Today, Utah is at 75% of its constitutional debt limit, and if items such as unfunded pension liabilities are included, Utah is far in excess of 200% of this constitutional restriction. We believe it’s time for the state of Utah and its municipalities to follow the example of the families who comprise them and use this period to get their fiscal house in order—reduce debt, refinance to lower debt service payments, and return to a conservative fiscal situation as measured by historical standards—not the spendthrift standards of other, less responsible states.
We have seen in recent months a spate of municipal bankruptcies across the country. In fact, two records were recently set for largest municipal bankruptcies in U.S. history: one by Jefferson County, Alabama ($4 billion total debt) and one by Stockton, California (population 300,000). In both cases, revenues from taxes and fees did not keep up with the merciless call of creditors, and current leadership had to bite the bullet to preserve a semblance of public services. The illusion that property values would forever increase and cover these future obligations was the perpetual siren song of city and county managers—a prediction that ultimately and predictably fell flat.

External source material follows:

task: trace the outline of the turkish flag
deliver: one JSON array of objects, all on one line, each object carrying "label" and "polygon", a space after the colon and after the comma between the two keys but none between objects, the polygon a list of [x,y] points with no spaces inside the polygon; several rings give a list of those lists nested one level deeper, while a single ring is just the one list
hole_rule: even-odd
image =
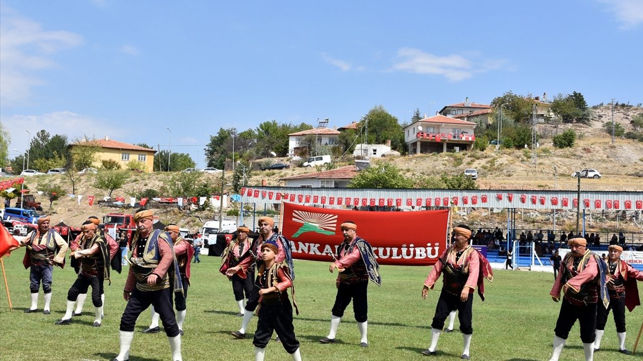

By contrast, Utah’s entire General Obligation (GO) debt in 2011 stood at $3.3 billion, a far cry from the free-wheeling levels of some municipalities, but nevertheless representing a large increase from our historical debt levels. Just three years prior, Utah’s GO debt as a percentage of the constitutional debt limit was 28.30%. By 2011, this figure had increased to 77.28%. In other words, Utah was not immune to the recession’s impact on real estate values. While GO debt is not usually funded directly by property taxes, this is still a troubling development.
Utah also has a statutory debt limit which states “GO debt must not exceed 45% of total appropriations” (a fancy word for taxation by legislative fiat). On the surface it looks like Utah runs a conservative percentage, even leaving a surplus of debt capacity. However, the largest line item, Highway Construction Bonds, which in 2011 comprised 83% of all bond debt, is exempted from this so-called limit and has been since the early 90’s. Predictably, this exempted portion of GO debt has more than tripled in the last 3 years, outpacing population growth 118:1.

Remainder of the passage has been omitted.